Closed SaschaHeyer closed 5 years ago
Which version are you using? Is that file shared by more than one running instance? Are you relaunching a crawler in the same JVM? If yes, it is possible java did not release the file handle before you requested it again.
Hi Pascal,
sh collector-http.sh -a start -c project/crawler-configuration.xml
Best regards Sascha
Can you share a config that reproduces it?
This could happen if the crawler tries to open the crawlstore while there is still a lock on it. Is it possible when you start the crawler that the other one has not yet terminated? You should normally see a different error if so, but I am looking for patterns.
So maybe forcing a delay between two runs could fix this? If you restart after that exception, will it work eventually or does it always fail after that exception is thrown? If it works fine after a while, it would tend to confirm there is sometimes not enough delay between two runs and the lock from the previous run is still there.
One thing to try is to make sure one execution does not start until the previous one is terminated and/or modify the collector launch script to insert a wait time before starting the JVM.

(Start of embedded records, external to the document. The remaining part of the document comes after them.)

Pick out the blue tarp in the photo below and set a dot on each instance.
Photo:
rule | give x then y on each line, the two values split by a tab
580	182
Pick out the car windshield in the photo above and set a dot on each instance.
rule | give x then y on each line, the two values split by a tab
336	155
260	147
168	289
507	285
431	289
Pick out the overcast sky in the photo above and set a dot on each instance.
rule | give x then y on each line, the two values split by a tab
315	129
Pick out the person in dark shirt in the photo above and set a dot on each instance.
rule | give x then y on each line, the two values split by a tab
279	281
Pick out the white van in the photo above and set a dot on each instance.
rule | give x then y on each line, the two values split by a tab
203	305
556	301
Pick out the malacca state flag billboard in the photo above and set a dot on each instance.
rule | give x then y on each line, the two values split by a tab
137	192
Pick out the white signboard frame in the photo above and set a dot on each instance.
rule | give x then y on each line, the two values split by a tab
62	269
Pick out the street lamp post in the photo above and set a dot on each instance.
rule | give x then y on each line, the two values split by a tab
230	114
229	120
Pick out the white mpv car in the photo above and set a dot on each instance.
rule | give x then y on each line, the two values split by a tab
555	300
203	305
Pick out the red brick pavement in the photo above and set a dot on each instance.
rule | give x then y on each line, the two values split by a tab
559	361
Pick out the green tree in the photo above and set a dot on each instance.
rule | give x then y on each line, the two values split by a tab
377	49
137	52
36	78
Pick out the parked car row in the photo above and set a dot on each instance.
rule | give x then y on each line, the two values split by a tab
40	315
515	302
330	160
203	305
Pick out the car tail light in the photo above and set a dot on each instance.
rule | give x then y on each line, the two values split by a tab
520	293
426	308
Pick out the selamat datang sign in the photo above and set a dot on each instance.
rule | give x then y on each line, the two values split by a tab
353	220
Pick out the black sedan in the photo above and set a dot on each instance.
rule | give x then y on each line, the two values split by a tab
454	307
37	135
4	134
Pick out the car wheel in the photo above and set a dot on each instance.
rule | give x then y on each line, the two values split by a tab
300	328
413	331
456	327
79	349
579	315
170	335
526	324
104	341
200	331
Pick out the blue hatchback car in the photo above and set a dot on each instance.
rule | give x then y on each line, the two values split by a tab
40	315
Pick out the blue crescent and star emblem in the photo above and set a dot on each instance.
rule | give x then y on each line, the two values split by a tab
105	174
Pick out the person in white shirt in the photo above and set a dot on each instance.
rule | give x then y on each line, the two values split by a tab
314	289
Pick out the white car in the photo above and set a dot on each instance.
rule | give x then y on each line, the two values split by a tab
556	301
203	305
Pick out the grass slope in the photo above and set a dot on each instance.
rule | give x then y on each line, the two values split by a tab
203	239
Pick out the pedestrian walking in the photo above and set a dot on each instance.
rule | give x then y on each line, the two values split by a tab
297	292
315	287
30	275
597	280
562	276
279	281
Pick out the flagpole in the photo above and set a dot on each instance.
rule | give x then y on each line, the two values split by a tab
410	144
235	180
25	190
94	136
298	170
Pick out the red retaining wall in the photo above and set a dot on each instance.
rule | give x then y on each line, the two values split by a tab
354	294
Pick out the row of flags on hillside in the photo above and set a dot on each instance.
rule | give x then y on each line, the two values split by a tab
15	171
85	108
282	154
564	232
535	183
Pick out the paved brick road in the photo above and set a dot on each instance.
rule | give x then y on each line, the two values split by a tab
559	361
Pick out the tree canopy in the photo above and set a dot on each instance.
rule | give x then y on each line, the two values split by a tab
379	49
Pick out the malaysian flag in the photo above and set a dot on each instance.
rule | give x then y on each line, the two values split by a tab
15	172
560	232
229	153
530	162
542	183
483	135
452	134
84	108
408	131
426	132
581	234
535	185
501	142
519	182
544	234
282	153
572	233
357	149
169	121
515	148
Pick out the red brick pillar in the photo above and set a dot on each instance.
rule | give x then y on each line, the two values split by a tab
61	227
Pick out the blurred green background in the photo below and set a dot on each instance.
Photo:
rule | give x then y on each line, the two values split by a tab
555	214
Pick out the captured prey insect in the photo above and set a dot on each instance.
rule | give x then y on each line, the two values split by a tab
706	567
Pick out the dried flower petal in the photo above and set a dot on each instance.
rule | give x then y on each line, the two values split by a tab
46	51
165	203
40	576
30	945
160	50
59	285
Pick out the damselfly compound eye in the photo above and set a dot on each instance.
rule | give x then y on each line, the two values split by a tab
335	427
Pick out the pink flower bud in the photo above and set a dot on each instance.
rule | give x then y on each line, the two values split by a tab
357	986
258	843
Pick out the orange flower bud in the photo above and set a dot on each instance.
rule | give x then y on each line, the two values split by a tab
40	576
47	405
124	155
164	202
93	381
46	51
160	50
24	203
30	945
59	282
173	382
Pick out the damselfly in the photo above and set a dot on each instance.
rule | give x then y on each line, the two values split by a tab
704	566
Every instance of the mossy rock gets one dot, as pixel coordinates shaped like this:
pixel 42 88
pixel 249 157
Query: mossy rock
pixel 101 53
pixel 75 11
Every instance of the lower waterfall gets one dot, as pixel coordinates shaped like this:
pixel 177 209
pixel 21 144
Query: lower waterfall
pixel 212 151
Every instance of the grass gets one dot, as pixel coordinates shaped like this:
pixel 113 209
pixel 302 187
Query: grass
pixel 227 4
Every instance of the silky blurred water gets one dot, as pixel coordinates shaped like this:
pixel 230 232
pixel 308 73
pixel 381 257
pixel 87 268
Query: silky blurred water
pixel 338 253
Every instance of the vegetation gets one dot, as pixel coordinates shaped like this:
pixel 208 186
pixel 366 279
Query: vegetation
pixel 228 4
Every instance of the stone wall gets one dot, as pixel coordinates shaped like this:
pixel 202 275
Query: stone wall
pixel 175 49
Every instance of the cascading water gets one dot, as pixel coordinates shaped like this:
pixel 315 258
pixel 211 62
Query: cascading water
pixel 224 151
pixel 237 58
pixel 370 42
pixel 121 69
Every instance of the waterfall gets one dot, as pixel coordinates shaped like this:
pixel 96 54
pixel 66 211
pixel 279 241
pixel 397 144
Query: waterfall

There might be a way to fix this natively, but we need to find out what causes this first.
Hi Pascal,
The cronjob itself will restart and the crawler then work as expected (sometimes it requires a few runs till the crawler starts again). As recommended I added a delay of 15 minutes to the cronjob but it can happen that the crawler runs longer and again is very close to the next crawl run. (Which leads to the the same error message).
I tried to find the pattern in the log files, here you can see the time frames are overlapping. The file is locked
exception is thrown while the crawler is still running. Though the log file itself is written after the previous crawl run is completed.
Logfile 1 - /2019/07/01/logs/201907010545060000__obfuscated.log
2019-07-01 05:30:08 INFO - Starting execution.
2019-07-01 05:49:21 INFO - Running: END
Logfile 2 - /2019/07/01/logs/201907010549210895__logistics.log
2019-07-01 05:45:48 ERROR - Execution failed
java.lang.IllegalStateException: The file is locked: nio:./obfuscated/crawlstore/mvstore/obfuscated//mvstore [1.4.196/7]
How can I make sure one execution does not start until the previous one is terminated? (When using cronjob).
Best regards Sascha
Normally you do not have to do anything since your new process would throw an exception and you should have in your logs something that starts with "JOB SUITE ALREADY RUNNING". In other words, it should detect a job is already running and abort (letting the current job finish normally).
I do not get why you have this error instead.
If you have your own code around the execution, you can have a look at
com.norconex.jef4.status.JobSuiteStatusSnapshot#newSnapshot(File)
The file is the suite .index file that gets created under your progress folder. Once you have that snapshot object created, you can invoke #getRoot()
to obtain a IJobStatus
instance. From that last object, you can use the methods only to get the status of the last/current job.
Hi Pascal,
Google meanwhile reduced the error most likely to an error within Norconex itself. See https://github.com/google-cloudsearch/norconex-committer-plugin/issues/15
Any ideas how we can solve this behavior?
Best regards Sascha
Since this one appears to be related to #634, shall we close as a duplicate?
Hi @essiembre yes absolutely
Hi Pascal,
we have a cronjob which is starting the crawling in a scheduled manner. Sometimes we get the following error and the crawler does not start the next scheduled crawl run.
I found this issue https://github.com/Norconex/collector-http/issues/336 and you mention it was already fixed, any further suggestions?
Best regards Sascha